In the House, eight seats appear to hold the balance, with six of them open after incumbents retired. The most watched—and controversial—is in the Richmond suburbs, where the focus has been less on the Republican incumbent, David Owen, than on Democratic challenger Susanna Gibson, after news that she had performed sex acts with her husband on a website. But other pivotal races, in the areas around the Washington suburbs, Richmond and Hampton Roads, have seen ads focused more on the key divisions surrounding abortion, crime, and education.
If the 2022 elections were a harbinger of the outcome, Democrats would be very optimistic. But the money pouring into the contests, along with the low approval for President Biden, make the outcome a toss-up. The stakes, though, are high for more than Virginia. If Democrats can hold the Senate and, even more, if they win the three seats needed to take the majority in the House, it would be a grievous blow to Youngkin’s image as the guy who can win in a previously blue state while still promoting Trumpist policies.

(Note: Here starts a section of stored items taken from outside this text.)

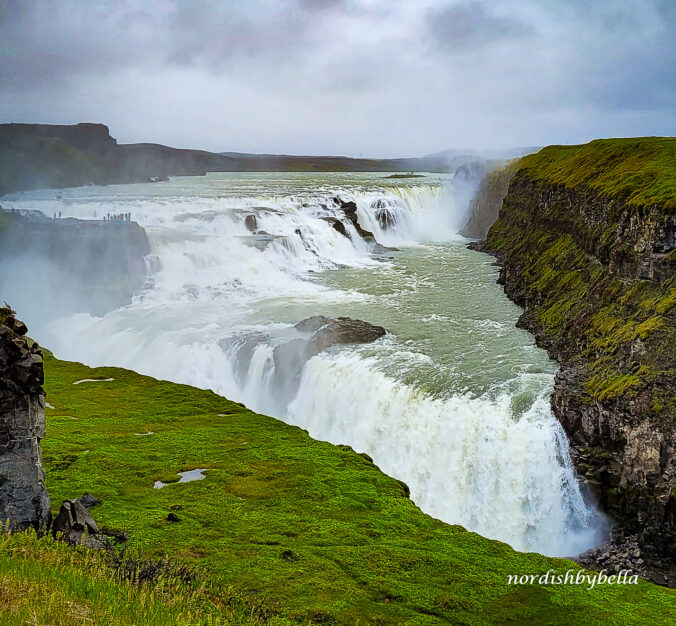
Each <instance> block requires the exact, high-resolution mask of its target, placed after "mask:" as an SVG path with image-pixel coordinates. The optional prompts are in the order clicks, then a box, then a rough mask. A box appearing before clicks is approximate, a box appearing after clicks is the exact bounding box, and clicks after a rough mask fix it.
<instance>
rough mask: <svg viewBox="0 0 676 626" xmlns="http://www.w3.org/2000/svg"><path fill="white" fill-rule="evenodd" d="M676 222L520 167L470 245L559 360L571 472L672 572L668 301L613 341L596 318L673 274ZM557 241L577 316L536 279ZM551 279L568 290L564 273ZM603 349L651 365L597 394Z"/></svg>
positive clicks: (674, 389)
mask: <svg viewBox="0 0 676 626" xmlns="http://www.w3.org/2000/svg"><path fill="white" fill-rule="evenodd" d="M675 232H676V216H674V215H673V214H672V213H671V212H669V211H667V210H665V209H664V208H663V207H660V206H659V205H650V206H633V205H632V206H628V205H626V204H625V202H624V201H623V200H622V199H621V198H617V197H606V196H603V195H601V194H599V193H598V192H596V191H594V190H592V189H589V188H585V187H584V186H580V187H576V188H567V187H563V186H560V185H559V186H557V185H551V184H548V183H547V182H545V181H542V180H538V179H534V178H531V177H530V176H529V175H528V174H527V173H526V172H525V171H517V172H516V174H515V175H514V177H513V178H512V180H511V183H510V186H509V193H508V194H507V196H506V197H505V200H504V203H503V205H502V208H501V210H500V214H499V219H498V221H497V222H496V223H495V224H494V225H493V226H492V227H491V229H490V231H489V233H488V237H487V239H486V241H485V242H483V243H480V244H475V245H474V246H472V247H473V248H474V249H478V250H481V251H487V252H493V253H495V254H496V255H497V257H498V261H499V263H500V265H501V268H500V275H499V279H498V282H499V283H500V284H501V285H504V288H505V293H506V294H507V295H508V296H509V298H510V299H511V300H513V301H514V302H516V303H517V304H519V305H520V306H522V307H524V312H523V314H522V315H521V317H520V319H519V322H518V326H519V327H521V328H525V329H527V330H528V331H530V332H531V333H533V335H534V336H535V339H536V342H537V344H538V345H539V346H540V347H542V348H544V349H546V350H547V352H548V353H549V355H550V356H551V357H552V358H554V359H556V360H557V361H559V363H560V364H561V370H560V371H559V372H558V374H557V375H556V378H555V384H554V392H553V394H552V398H551V405H552V410H553V413H554V414H555V415H556V417H557V418H558V420H559V421H560V422H561V424H562V426H563V427H564V430H565V431H566V433H567V435H568V437H569V440H570V442H571V455H572V457H573V461H574V462H575V465H576V469H577V471H578V473H579V474H580V475H581V476H582V477H583V478H585V479H586V481H587V485H588V487H589V488H590V490H591V491H592V493H593V494H594V495H595V496H596V498H597V500H598V502H599V503H600V505H601V507H602V508H603V509H604V510H606V511H608V512H609V513H610V514H611V515H612V516H613V518H615V519H616V520H617V521H618V527H619V528H618V530H619V531H621V533H622V534H623V536H626V537H630V536H631V537H636V538H637V541H638V545H639V547H640V551H641V557H640V558H641V559H643V560H644V571H645V572H647V574H646V575H648V574H650V573H651V572H661V573H660V576H663V577H664V578H665V579H668V580H671V577H670V575H669V574H668V573H666V574H665V573H664V572H669V571H670V568H671V567H673V563H674V562H675V561H676V415H675V414H674V404H673V398H674V397H675V396H674V393H676V378H674V370H673V363H674V361H673V355H674V346H675V345H676V344H674V341H673V337H674V336H675V335H674V334H673V329H674V327H675V317H674V309H671V310H668V309H667V310H664V311H663V312H662V313H661V315H660V318H659V320H660V324H661V329H663V330H662V331H661V332H660V333H655V334H646V335H645V336H637V337H636V338H634V339H631V338H629V339H627V340H626V341H618V342H616V343H614V344H612V345H611V346H610V347H606V346H605V345H604V344H603V343H602V342H601V341H598V342H596V343H595V342H594V338H595V337H600V339H603V332H604V331H603V330H602V329H600V328H599V327H598V326H597V325H596V324H595V321H594V320H595V316H596V315H597V314H598V313H599V312H602V311H605V312H606V313H607V311H608V310H609V307H610V306H612V307H615V309H616V310H615V313H614V315H615V316H623V315H625V316H632V315H635V312H634V309H631V308H628V306H627V305H625V304H623V297H624V296H626V295H627V294H629V293H630V291H631V290H632V289H639V288H640V287H641V286H645V285H647V284H652V288H653V289H654V290H655V292H658V293H662V292H666V288H667V287H668V286H669V285H670V284H672V285H673V283H672V282H670V281H673V277H674V275H675V274H676V257H674V233H675ZM599 233H612V236H609V235H608V236H603V237H602V236H600V235H599ZM552 241H568V242H570V244H569V245H571V246H574V248H573V250H574V251H575V258H576V259H577V260H576V261H575V263H574V264H571V266H570V267H557V268H556V270H557V271H561V272H564V276H566V277H567V278H568V279H570V278H571V276H572V277H573V278H574V277H575V276H579V278H580V279H581V283H582V284H583V285H584V286H585V295H584V296H582V297H581V298H580V299H578V300H575V297H574V294H572V293H571V294H570V295H569V299H570V305H571V310H575V311H576V313H575V315H574V316H573V317H571V316H570V315H569V316H567V317H565V316H564V317H563V318H562V319H561V321H560V322H556V323H554V322H552V321H549V322H547V321H546V320H547V318H546V315H544V313H545V312H546V311H549V310H550V309H548V308H547V307H548V306H551V300H548V296H549V292H543V291H542V290H541V289H539V288H538V286H537V284H534V281H535V280H536V279H534V278H533V276H536V277H537V276H539V274H537V271H538V266H537V263H538V259H541V258H543V257H544V256H545V255H546V254H547V252H548V251H549V247H548V246H549V245H551V242H552ZM524 242H525V243H524ZM524 246H528V249H526V250H524ZM514 250H516V251H514ZM571 254H572V253H571ZM552 269H554V268H552ZM557 287H560V288H561V289H562V290H564V291H563V293H570V292H566V291H565V289H566V287H565V284H564V283H563V281H560V283H559V285H557ZM608 294H611V295H608ZM612 294H614V295H612ZM632 306H634V305H632ZM637 319H640V318H637ZM543 320H544V321H543ZM669 333H671V334H669ZM601 359H603V362H604V363H610V364H612V367H613V368H614V370H613V371H617V372H619V373H620V374H621V375H623V376H625V377H627V378H629V377H630V376H632V375H633V374H636V373H637V372H639V371H640V370H641V369H647V370H648V371H650V372H656V373H657V374H656V376H655V377H653V378H646V379H645V382H644V379H641V378H640V377H639V376H637V377H636V380H637V382H636V384H634V385H632V386H631V387H630V388H629V389H628V391H627V392H622V393H612V394H610V393H608V394H600V393H598V392H596V393H594V392H593V386H592V385H591V383H592V375H593V372H594V371H598V370H594V369H593V368H594V367H598V363H599V362H600V360H601ZM670 398H671V400H670Z"/></svg>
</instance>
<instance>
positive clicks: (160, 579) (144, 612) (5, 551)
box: [0, 533, 264, 626]
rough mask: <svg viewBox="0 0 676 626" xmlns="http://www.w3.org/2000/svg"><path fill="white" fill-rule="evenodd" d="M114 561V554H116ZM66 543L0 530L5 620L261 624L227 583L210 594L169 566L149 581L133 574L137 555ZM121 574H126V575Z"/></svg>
mask: <svg viewBox="0 0 676 626" xmlns="http://www.w3.org/2000/svg"><path fill="white" fill-rule="evenodd" d="M117 561H119V558H118V559H117ZM122 563H124V564H125V565H127V568H126V569H125V568H123V567H120V566H119V564H118V563H116V561H115V559H112V558H111V557H110V556H109V555H107V554H105V553H98V552H95V551H90V550H85V549H82V548H77V549H76V548H71V547H69V546H67V545H66V544H64V543H61V542H56V541H54V540H53V539H52V538H51V537H49V536H47V537H42V538H38V537H36V535H35V534H34V533H18V534H16V535H0V619H1V620H2V623H3V624H59V626H66V625H71V624H72V625H75V624H97V625H103V624H139V625H140V624H153V625H157V626H164V625H166V626H173V625H175V624H186V625H187V624H191V625H193V624H194V625H198V624H199V625H204V626H207V625H209V626H216V625H220V624H261V623H264V622H263V621H262V620H261V618H260V617H258V616H256V615H255V614H254V615H253V616H252V615H251V610H250V608H249V607H246V606H245V605H244V603H243V602H242V601H241V600H240V599H239V598H238V597H237V596H236V594H234V593H233V592H232V591H231V590H230V593H226V594H225V597H219V596H214V595H212V594H211V593H209V591H207V589H206V588H205V586H203V585H201V584H200V583H199V582H192V581H190V580H189V577H186V573H187V572H186V571H183V570H180V569H177V571H178V572H179V574H180V575H177V574H173V573H172V569H171V567H165V570H166V571H160V572H159V573H158V574H157V575H156V576H154V577H153V580H152V583H150V582H141V583H139V582H137V581H136V580H133V579H130V578H131V577H130V576H129V574H130V573H133V572H135V573H138V569H136V570H134V569H130V568H129V565H130V564H131V566H132V568H133V565H134V562H133V561H132V560H131V559H129V558H126V559H125V560H123V561H122ZM125 574H126V575H125Z"/></svg>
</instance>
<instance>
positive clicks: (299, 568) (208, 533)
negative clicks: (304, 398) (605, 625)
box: [0, 355, 676, 624]
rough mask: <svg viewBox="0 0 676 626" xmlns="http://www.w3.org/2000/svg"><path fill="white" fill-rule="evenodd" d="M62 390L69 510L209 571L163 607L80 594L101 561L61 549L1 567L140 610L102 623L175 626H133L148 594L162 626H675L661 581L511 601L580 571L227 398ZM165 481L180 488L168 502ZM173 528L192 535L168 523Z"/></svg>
mask: <svg viewBox="0 0 676 626" xmlns="http://www.w3.org/2000/svg"><path fill="white" fill-rule="evenodd" d="M45 375H46V384H45V387H46V389H47V392H48V396H47V401H48V402H49V404H50V406H51V407H53V408H48V409H47V437H46V438H45V440H44V441H43V455H44V464H45V468H46V471H47V480H48V488H49V491H50V495H51V498H52V504H53V508H54V509H56V508H57V507H58V505H59V504H60V503H61V501H62V500H64V499H66V498H73V497H77V496H79V495H81V494H82V493H83V492H85V491H88V492H91V493H93V494H94V495H96V496H97V497H100V498H102V499H103V504H102V505H101V506H98V507H96V508H94V509H92V513H93V515H94V517H95V518H96V520H97V522H98V523H99V526H102V527H106V528H108V529H117V530H120V531H124V532H126V533H128V535H129V536H130V540H129V545H130V546H131V549H132V550H137V551H140V552H141V553H142V554H144V555H145V556H146V557H159V556H161V555H164V554H169V555H171V556H172V557H174V558H176V559H178V560H180V561H181V562H188V563H192V564H194V565H195V567H197V568H198V571H199V572H200V574H199V576H198V577H197V579H196V580H194V581H192V582H191V583H190V585H189V588H186V587H185V586H184V585H183V583H181V585H174V586H173V587H171V586H169V587H168V588H167V590H164V591H163V590H162V589H160V590H159V591H158V592H157V593H155V594H152V593H151V590H149V589H145V588H142V589H137V588H135V587H134V586H133V585H130V584H129V583H127V582H125V581H117V582H115V580H114V579H115V576H114V575H113V574H111V577H112V578H111V580H110V581H108V580H107V578H106V574H105V572H106V569H105V567H104V566H99V565H97V564H95V565H94V569H95V571H96V572H98V573H97V576H98V577H99V578H100V583H97V584H100V585H101V587H99V591H96V592H91V591H87V590H86V589H85V588H84V587H83V583H80V582H77V581H78V580H79V579H78V576H80V577H81V578H82V579H83V580H86V579H87V578H88V576H87V564H86V563H84V564H83V563H81V562H80V561H79V560H78V559H80V558H85V557H77V559H74V560H72V561H69V558H70V557H69V556H68V552H67V551H65V550H63V549H62V548H59V547H55V546H53V544H49V542H48V545H46V546H44V549H38V548H37V547H36V545H37V544H35V543H32V544H31V543H30V541H29V542H28V543H29V544H30V546H29V548H27V549H26V550H25V552H24V553H23V554H22V555H21V558H17V556H16V552H14V553H13V552H11V549H10V547H11V546H10V547H8V548H7V549H3V550H2V551H0V574H1V575H2V576H3V579H2V580H3V581H5V582H4V583H3V584H4V585H5V587H7V586H12V587H13V588H17V585H23V586H24V587H25V588H26V589H28V590H30V589H34V588H35V585H43V589H44V590H53V592H54V593H55V594H57V593H58V594H61V598H64V600H63V601H64V602H65V601H66V600H68V601H72V602H73V603H75V604H78V605H79V603H80V601H81V600H82V598H83V596H84V597H85V598H89V599H90V600H91V597H92V594H96V593H101V591H100V590H101V589H103V587H105V589H106V591H105V594H106V597H109V598H110V600H109V601H110V602H118V598H119V602H120V604H121V605H124V606H128V607H129V608H128V609H124V610H122V609H120V612H119V614H118V616H117V618H116V621H112V622H111V621H110V619H109V618H108V615H107V614H105V613H101V611H103V607H102V603H101V601H100V600H99V601H97V602H92V603H91V604H90V605H87V606H89V607H90V608H89V613H88V615H89V618H90V619H91V621H93V623H97V624H101V623H121V624H141V623H167V622H166V621H165V622H162V620H161V619H160V618H158V619H157V621H148V620H145V621H144V618H143V616H141V615H139V614H138V612H137V613H134V610H135V608H134V606H133V604H134V598H135V597H137V596H136V595H134V594H146V595H145V596H144V597H147V598H149V599H148V601H147V602H148V606H149V607H150V609H149V611H150V610H152V611H155V613H148V614H149V615H150V614H157V615H160V614H161V615H171V610H172V603H173V608H175V609H176V610H177V611H182V612H183V613H182V614H184V615H187V613H188V612H190V611H191V610H192V611H193V613H192V614H193V615H194V609H195V607H196V606H197V607H198V611H197V614H198V615H201V617H202V618H203V619H204V620H205V622H206V620H207V619H211V620H216V619H217V618H220V619H222V620H223V621H224V622H225V623H237V622H238V621H247V620H250V621H252V623H261V622H268V623H276V624H282V623H315V624H319V623H322V624H332V623H340V624H400V623H401V624H404V623H405V624H441V623H452V624H481V623H507V622H512V623H517V624H522V623H527V622H532V623H537V624H571V623H577V622H579V623H584V624H616V623H622V624H660V623H668V622H669V620H670V619H672V618H673V611H674V608H675V607H676V593H674V592H673V591H670V590H667V589H663V588H659V587H656V586H654V585H652V584H648V583H644V582H641V583H640V584H638V585H624V586H618V585H612V586H611V585H603V586H600V587H598V586H597V587H595V588H594V589H593V590H590V591H588V590H586V589H585V588H584V587H585V586H577V585H566V586H563V585H558V586H557V585H549V586H539V585H537V584H536V585H511V586H510V585H509V584H508V576H509V575H523V574H537V575H540V574H544V573H545V572H547V571H548V570H550V569H553V570H556V571H557V572H561V573H564V572H566V571H567V570H569V569H574V570H577V569H578V568H577V566H576V565H575V564H573V563H572V562H570V561H565V560H561V559H551V558H546V557H543V556H540V555H537V554H523V553H518V552H515V551H514V550H512V549H511V548H510V547H509V546H507V545H505V544H502V543H499V542H495V541H490V540H487V539H484V538H482V537H479V536H478V535H476V534H474V533H469V532H466V531H465V530H464V529H462V528H461V527H458V526H449V525H447V524H444V523H442V522H440V521H438V520H434V519H432V518H430V517H429V516H427V515H425V514H423V513H422V512H421V511H420V510H419V509H418V508H417V507H416V506H415V505H414V504H413V503H412V502H411V501H410V500H409V499H408V497H407V496H406V488H405V486H404V485H402V484H401V483H399V482H397V481H396V480H394V479H392V478H389V477H387V476H385V475H384V474H382V473H381V472H380V471H379V470H378V468H377V467H375V466H374V465H373V463H372V462H371V461H370V460H369V459H368V458H366V457H365V456H361V455H359V454H356V453H355V452H354V451H352V450H351V449H350V448H347V447H340V446H333V445H330V444H328V443H323V442H318V441H314V440H312V439H310V438H309V437H308V435H307V434H306V433H305V432H304V431H303V430H301V429H299V428H295V427H291V426H288V425H286V424H283V423H282V422H279V421H277V420H274V419H272V418H269V417H264V416H261V415H256V414H255V413H252V412H250V411H248V410H247V409H245V408H243V407H242V406H240V405H238V404H235V403H233V402H229V401H228V400H225V399H223V398H221V397H219V396H216V395H214V394H213V393H211V392H208V391H201V390H198V389H194V388H191V387H187V386H183V385H176V384H172V383H167V382H161V381H157V380H155V379H152V378H148V377H145V376H140V375H138V374H135V373H133V372H129V371H126V370H121V369H116V368H96V369H90V368H87V367H84V366H82V365H80V364H77V363H68V362H63V361H59V360H56V359H54V358H53V357H51V356H49V355H47V356H46V359H45ZM108 378H112V379H113V380H112V381H106V382H85V383H81V384H77V385H74V384H73V383H75V382H76V381H79V380H82V379H108ZM148 433H153V434H148ZM196 468H200V469H205V470H206V472H205V476H206V477H205V479H204V480H200V481H194V482H189V483H176V481H177V480H178V472H183V471H186V470H191V469H196ZM156 480H161V481H163V482H171V481H173V483H172V484H168V485H167V486H166V487H164V488H162V489H153V484H154V482H155V481H156ZM170 513H174V514H175V515H176V516H178V518H179V521H177V522H172V521H169V520H168V519H167V516H168V515H169V514H170ZM27 541H28V540H27ZM89 558H94V557H89ZM96 558H99V557H96ZM85 560H86V559H85ZM64 568H65V570H64ZM62 571H65V572H66V574H65V575H62V574H61V573H60V572H62ZM52 579H53V580H54V581H57V582H55V583H54V585H52V583H51V582H50V581H51V580H52ZM69 581H72V584H71V582H69ZM195 586H198V587H203V591H202V592H201V595H197V596H193V595H190V594H191V591H190V590H191V589H194V588H195ZM144 589H145V590H144ZM27 593H31V592H30V591H27ZM205 594H206V595H205ZM33 597H37V596H33ZM56 601H57V599H55V602H56ZM167 603H168V604H167ZM163 604H167V606H164V608H163ZM30 605H31V609H32V611H33V612H34V614H35V615H34V618H35V619H34V623H58V622H55V621H54V618H53V617H50V616H51V615H52V613H42V611H43V610H44V611H48V610H49V608H48V603H47V604H44V603H41V602H37V601H36V602H31V603H30ZM103 606H105V603H103ZM199 607H203V608H202V609H199ZM162 611H164V613H162ZM99 613H100V618H99ZM13 615H14V614H13V613H12V609H11V603H10V604H9V605H8V603H7V602H0V621H3V620H4V623H25V622H24V621H23V616H24V615H25V613H22V614H20V615H21V618H20V619H16V620H15V618H14V617H13ZM207 616H208V617H207ZM162 619H164V617H162ZM191 619H192V618H191ZM73 623H78V622H73ZM82 623H85V620H82ZM175 623H190V622H189V621H185V620H180V619H179V620H178V621H176V622H175ZM206 623H208V622H206Z"/></svg>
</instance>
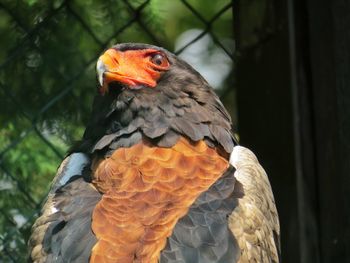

Youngkin’s record as governor is a template for what he would do if he were elected as president. He would be affable, to be sure. But in governance, from voting rights to abortion to climate to LGBTQ rights, from race to education to judicial nominations, from Cabinet choices to White House staff, Glenn Youngkin’s approach would be little different from that of DeSantis and other Trumpist governors and presidential candidates. Fleece vests and smiles should not disguise that reality.